À chaque période étudiée, la fin du XIXe siècle, l’entre-deux-guerres et le XXe siècle, l’accent est mis sur les figures dominantes du travail des femmes : quelles sont les modalités du recours à la main-d’œuvre féminine ? Comment se compose et se recompose la division du travail entre hommes et femmes ? Qu’est-ce qui fait qu’une tâche, une activité, un métier sont considérés comme féminins ou masculins ? Quelles sont les conditions sociales de l’entrée des femmes dans des fonctions et des métiers « masculins » ? Quels sont les processus de professionnalisation des activités des femmes ? Autant de questions qui n’appellent pas de réponse unique.

Une seconde série d’interrogations concerne les débats, voire les conflits qui ont accompagné l’entrée des femmes dans le monde du travail ou leur afflux dans certaines professions. Les frontières entre univers masculin et féminin font l’objet de définitions socialement constituées et d’un travail symbolique jamais achevé de légitimation. Elles sont, particulièrement durant les périodes de transition ou de crise, de véritables enjeux sociaux.
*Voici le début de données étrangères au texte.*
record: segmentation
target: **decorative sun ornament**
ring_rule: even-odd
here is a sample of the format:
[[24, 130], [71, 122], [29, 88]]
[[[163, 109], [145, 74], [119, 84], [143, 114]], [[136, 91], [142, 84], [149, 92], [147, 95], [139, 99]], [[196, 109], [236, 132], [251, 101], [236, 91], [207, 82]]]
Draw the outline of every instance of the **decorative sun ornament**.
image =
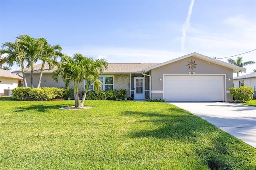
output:
[[196, 62], [196, 60], [193, 62], [192, 59], [191, 62], [188, 61], [188, 63], [189, 63], [189, 64], [187, 64], [187, 65], [189, 65], [189, 66], [188, 67], [188, 69], [191, 68], [192, 69], [193, 69], [193, 67], [196, 68], [196, 67], [195, 67], [195, 65], [197, 65], [197, 64], [195, 64], [195, 62]]

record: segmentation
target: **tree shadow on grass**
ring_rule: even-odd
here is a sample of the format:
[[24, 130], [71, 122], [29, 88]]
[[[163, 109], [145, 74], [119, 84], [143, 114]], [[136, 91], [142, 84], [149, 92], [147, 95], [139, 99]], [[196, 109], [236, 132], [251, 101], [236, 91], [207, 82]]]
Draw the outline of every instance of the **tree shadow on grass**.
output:
[[70, 106], [70, 105], [69, 104], [54, 105], [33, 105], [28, 107], [16, 107], [15, 108], [16, 110], [14, 111], [14, 112], [20, 112], [26, 111], [32, 111], [35, 110], [39, 112], [46, 112], [49, 111], [49, 109], [55, 109], [58, 110], [61, 107]]
[[[126, 115], [136, 115], [141, 117], [136, 123], [152, 125], [152, 128], [146, 128], [133, 129], [130, 133], [132, 137], [150, 136], [157, 138], [171, 138], [178, 140], [187, 140], [195, 137], [199, 132], [206, 131], [204, 128], [210, 126], [214, 127], [202, 119], [180, 109], [172, 108], [169, 113], [126, 111]], [[149, 119], [148, 117], [150, 117]], [[204, 126], [202, 127], [202, 125]], [[140, 127], [139, 126], [136, 127]], [[217, 128], [216, 128], [217, 129]]]
[[[211, 169], [256, 169], [252, 168], [256, 166], [250, 160], [256, 156], [252, 147], [184, 110], [171, 108], [165, 114], [124, 112], [126, 116], [138, 118], [134, 122], [139, 125], [128, 135], [132, 138], [153, 137], [193, 144], [196, 148], [195, 154]], [[251, 153], [249, 155], [252, 155], [250, 158], [248, 151]]]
Syndicalistes, réformateurs, féministes alimentent ces débats.

Enfin, chaque période étudiée voit la mise en place de législations qui ont contribué à réguler la participation des femmes au marché du travail. Ces législations relèvent aussi bien de politiques de l’emploi que de politiques de la famille. Mais qu’il s’agisse de protéger les ouvrières, de limiter le droit au travail des femmes ou d’aménager les relations entre la vie professionnelle et la vie familiale, les premières comme les secondes s’appuient sur la place des femmes dans la famille pour légiférer sur le travail. Derrière la travailleuse se profilent l’épouse et la mère.